One that’s done, the crews will begin removing the waste.
Work is scheduled to be completed by late November.
The $15-million project is being paid for by the provincial and federal governments.
Although Brown says cleaning up the site is a good first step, she wants people to know that it will not give residents a clean water source.
Last year in a meeting, staff with the Halifax Regional Municipality told residents of Harrietsfield that the installation of a water pipe system would cost $21 million.
The federal and provincial governments had agreed to cover parts of the project but residents would still have to pay $26,000 to $27,000 from their own pockets to run the pipe past their homes.

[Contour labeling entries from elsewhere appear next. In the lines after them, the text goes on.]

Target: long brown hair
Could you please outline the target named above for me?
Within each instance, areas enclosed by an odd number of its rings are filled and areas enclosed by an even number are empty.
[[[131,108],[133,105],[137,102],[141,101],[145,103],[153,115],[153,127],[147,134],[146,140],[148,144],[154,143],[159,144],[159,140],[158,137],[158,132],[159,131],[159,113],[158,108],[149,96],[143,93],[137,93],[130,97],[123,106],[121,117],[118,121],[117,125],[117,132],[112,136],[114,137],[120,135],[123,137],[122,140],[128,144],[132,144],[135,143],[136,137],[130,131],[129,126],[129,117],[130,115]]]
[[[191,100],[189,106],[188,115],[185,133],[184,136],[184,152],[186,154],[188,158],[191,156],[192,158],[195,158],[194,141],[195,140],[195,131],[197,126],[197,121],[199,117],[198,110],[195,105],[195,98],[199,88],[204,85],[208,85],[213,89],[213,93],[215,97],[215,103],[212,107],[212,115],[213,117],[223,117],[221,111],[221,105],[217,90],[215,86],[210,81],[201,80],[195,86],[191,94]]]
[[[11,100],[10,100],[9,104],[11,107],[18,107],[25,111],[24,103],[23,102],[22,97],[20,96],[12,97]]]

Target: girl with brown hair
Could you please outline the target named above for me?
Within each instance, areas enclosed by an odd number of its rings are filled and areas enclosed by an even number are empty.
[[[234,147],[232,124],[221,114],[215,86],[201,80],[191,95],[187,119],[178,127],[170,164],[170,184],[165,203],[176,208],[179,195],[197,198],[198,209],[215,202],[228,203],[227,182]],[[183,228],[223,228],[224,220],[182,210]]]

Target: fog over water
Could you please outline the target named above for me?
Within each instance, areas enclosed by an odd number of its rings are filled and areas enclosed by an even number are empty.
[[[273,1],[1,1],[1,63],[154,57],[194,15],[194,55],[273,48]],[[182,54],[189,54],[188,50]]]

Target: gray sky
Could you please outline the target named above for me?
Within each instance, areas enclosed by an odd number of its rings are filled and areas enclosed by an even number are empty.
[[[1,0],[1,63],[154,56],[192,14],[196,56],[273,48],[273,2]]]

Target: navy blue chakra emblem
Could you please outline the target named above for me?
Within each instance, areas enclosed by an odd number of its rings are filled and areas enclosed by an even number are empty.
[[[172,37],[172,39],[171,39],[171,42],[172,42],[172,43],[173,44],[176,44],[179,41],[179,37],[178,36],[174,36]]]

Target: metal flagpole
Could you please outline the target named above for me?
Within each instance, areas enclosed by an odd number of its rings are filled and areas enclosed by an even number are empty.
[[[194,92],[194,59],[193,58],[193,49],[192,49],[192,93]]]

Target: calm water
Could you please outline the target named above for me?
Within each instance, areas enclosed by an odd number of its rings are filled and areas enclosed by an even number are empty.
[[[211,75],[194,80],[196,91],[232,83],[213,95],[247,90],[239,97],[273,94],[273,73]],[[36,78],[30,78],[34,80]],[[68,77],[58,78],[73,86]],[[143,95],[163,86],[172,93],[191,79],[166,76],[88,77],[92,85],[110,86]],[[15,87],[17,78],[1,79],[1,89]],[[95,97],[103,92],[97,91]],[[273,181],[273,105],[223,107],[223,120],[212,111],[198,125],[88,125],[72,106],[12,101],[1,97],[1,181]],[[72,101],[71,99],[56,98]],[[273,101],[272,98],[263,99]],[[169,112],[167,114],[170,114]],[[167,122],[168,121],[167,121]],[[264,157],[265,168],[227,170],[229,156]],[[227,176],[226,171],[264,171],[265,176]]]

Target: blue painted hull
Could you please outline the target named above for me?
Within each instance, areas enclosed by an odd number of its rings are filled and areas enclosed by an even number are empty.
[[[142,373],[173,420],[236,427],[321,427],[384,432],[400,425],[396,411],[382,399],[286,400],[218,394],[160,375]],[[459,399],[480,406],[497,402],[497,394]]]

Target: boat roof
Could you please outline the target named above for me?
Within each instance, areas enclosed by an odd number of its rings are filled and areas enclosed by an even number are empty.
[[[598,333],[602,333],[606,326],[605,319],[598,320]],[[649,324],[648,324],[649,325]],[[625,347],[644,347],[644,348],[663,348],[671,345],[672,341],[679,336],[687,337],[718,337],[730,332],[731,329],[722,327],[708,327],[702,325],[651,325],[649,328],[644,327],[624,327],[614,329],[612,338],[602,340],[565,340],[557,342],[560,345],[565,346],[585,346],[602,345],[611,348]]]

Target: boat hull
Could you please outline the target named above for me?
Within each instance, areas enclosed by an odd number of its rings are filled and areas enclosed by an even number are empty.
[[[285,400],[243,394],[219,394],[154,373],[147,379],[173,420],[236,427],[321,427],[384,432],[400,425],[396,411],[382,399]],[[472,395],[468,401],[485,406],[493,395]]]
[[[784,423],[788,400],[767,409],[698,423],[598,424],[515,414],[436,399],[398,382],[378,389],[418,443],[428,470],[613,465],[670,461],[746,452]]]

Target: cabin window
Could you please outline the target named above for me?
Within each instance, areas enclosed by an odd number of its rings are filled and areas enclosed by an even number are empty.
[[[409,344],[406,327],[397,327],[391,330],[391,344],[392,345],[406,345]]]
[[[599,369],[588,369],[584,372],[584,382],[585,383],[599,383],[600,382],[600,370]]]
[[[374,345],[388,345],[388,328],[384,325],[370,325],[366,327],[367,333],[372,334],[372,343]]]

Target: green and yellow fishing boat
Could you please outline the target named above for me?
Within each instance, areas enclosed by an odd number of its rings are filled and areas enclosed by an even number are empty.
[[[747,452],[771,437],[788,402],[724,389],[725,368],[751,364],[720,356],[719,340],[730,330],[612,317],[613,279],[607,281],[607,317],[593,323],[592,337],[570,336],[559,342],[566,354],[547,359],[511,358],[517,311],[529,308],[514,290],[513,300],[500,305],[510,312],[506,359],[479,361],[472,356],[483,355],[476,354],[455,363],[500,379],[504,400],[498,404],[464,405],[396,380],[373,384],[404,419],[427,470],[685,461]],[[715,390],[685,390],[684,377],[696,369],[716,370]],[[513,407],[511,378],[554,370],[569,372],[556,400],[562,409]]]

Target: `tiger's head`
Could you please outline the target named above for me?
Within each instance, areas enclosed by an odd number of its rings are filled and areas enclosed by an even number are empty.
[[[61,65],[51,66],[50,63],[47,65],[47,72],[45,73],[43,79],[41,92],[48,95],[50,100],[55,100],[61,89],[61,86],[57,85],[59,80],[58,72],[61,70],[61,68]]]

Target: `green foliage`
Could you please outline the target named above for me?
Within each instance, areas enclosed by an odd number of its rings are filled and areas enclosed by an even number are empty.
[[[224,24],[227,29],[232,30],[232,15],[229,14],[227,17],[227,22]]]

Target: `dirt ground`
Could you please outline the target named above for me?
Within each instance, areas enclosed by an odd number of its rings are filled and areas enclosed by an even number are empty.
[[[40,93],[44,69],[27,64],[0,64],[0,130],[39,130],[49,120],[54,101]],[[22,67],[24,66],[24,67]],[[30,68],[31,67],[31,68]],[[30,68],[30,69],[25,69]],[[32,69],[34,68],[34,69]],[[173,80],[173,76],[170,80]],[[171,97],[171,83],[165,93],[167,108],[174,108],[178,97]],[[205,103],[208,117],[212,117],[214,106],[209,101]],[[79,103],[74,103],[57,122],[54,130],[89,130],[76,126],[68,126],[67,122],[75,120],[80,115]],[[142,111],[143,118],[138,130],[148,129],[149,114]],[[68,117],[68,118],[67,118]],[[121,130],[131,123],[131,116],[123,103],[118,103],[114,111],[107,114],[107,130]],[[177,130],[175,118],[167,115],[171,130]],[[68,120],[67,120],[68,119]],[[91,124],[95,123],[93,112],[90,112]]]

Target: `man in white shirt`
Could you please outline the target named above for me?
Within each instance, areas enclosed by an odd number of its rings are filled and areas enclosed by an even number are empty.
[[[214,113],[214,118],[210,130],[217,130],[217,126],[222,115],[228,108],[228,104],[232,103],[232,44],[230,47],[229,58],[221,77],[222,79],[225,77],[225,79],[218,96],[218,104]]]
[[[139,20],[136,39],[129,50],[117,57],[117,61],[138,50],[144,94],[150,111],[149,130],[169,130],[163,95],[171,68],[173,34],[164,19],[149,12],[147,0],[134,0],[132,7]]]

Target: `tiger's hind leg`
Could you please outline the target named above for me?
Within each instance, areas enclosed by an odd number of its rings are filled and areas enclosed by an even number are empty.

It would also cost residents an extra $5,000 to bring the pipe right up to their residence.
In a statement, the municipality said it is continuing to monitor the issue.
“(The municipality is) awaiting the results of the ongoing federal/provincial project before we can clarify the municipality’s role, decide how to best engage the community, and pursue any appropriate action,” read the statement.
Brown is grateful but says there’s still more to be done.
“In my lifetime I don’t think I’ll ever be able to taste water from my tap and that’s sad,” she said.
“But at least children, my neighbours and stuff, they should be able to.”